Le toqué el brazo y se volvió hacia mí, agradecida. Dijo, con un tono más bajo:

– Estás aquí. ¿Ha llegado todo el mundo?

– Sí -dije en voz baja-. Ya están todos aquí, no te preocupes. Todo está bien. ¿Quieres beber o comer algo?

En la mesa había abundantes bocadillos. Betty estaba allí llenando platos, sirviendo bebidas con las mejillas casi tan blancas como las de Caroline, y con los ojos enrojecidos. No había venido al entierro; se había quedado en el Hall para prepararlo todo.

Caroline movió la cabeza como si la idea de comer la hubiera mareado.

– No tengo hambre.

– Creo que te sentaría bien una copa de jerez.

– No, ni siquiera eso. Pero quizá mi tío y mi tía…

A los tíos, por el momento, parecía haberles aliviado mi llegada. Antes del entierro yo les había sido presentado como el médico de la familia; habíamos hablado un poco de la enfermedad de la señora Ayres y de la de Roderick, y creo que se habían alegrado de ver que yo no me separaba del lado de Caroline, porque -y no era de extrañar- suponían que mi presencia era sobre todo profesional y Caroline tenía un aspecto terriblemente cansado y pálido. Ahora la tía dijo:

– Ayúdenos, doctor. Sería distinto si estuviese Roderick. Pero Caroline no puede quedarse sola en esta casa tan grande. Queremos que venga a Sussex con nosotros.

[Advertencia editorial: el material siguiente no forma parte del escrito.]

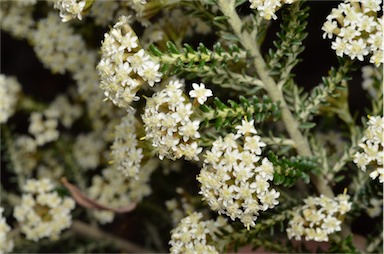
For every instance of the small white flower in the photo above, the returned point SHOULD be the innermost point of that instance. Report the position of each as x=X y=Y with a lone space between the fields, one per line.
x=318 y=217
x=42 y=212
x=200 y=92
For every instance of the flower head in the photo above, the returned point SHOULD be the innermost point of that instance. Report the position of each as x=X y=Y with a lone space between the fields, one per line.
x=193 y=235
x=372 y=145
x=318 y=217
x=124 y=67
x=169 y=125
x=358 y=30
x=42 y=212
x=234 y=181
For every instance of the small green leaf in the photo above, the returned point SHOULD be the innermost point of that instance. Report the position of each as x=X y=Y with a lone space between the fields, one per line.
x=307 y=125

– ¿Y qué quiere Caroline? -dije.

La mujer retrajo la barbilla. Se parecía a su hermana, la señora Ayres, pero era de una constitución más ancha, con menos encanto. Dijo:

– ¡En estas circunstancias no creo que Caroline esté en condiciones de saber lo que quiere! No se tiene en pie. Sin duda un cambio de aires le sentará bien. Siendo usted su médico, debería estar de acuerdo.

– Como médico probablemente lo estoy -dije-. En otros sentidos…, me temo que no me complace nada que Caroline se vaya de Warwickshire precisamente ahora.

Sonreí al decir esto y enlacé mi mano con el brazo de Caroline. Ella se movió, consciente de la presión de mis dedos, pero creo que no se había enterado de la mayor parte de la conversación; miraba alrededor de la salita, preocupada de que todo estuviese en orden. Vi cómo cambiaba la expresión de su tía. Hubo una pausa, tras la cual se dirigió a mí con un tono algo más seco:

– Me temo que he olvidado su nombre, doctor.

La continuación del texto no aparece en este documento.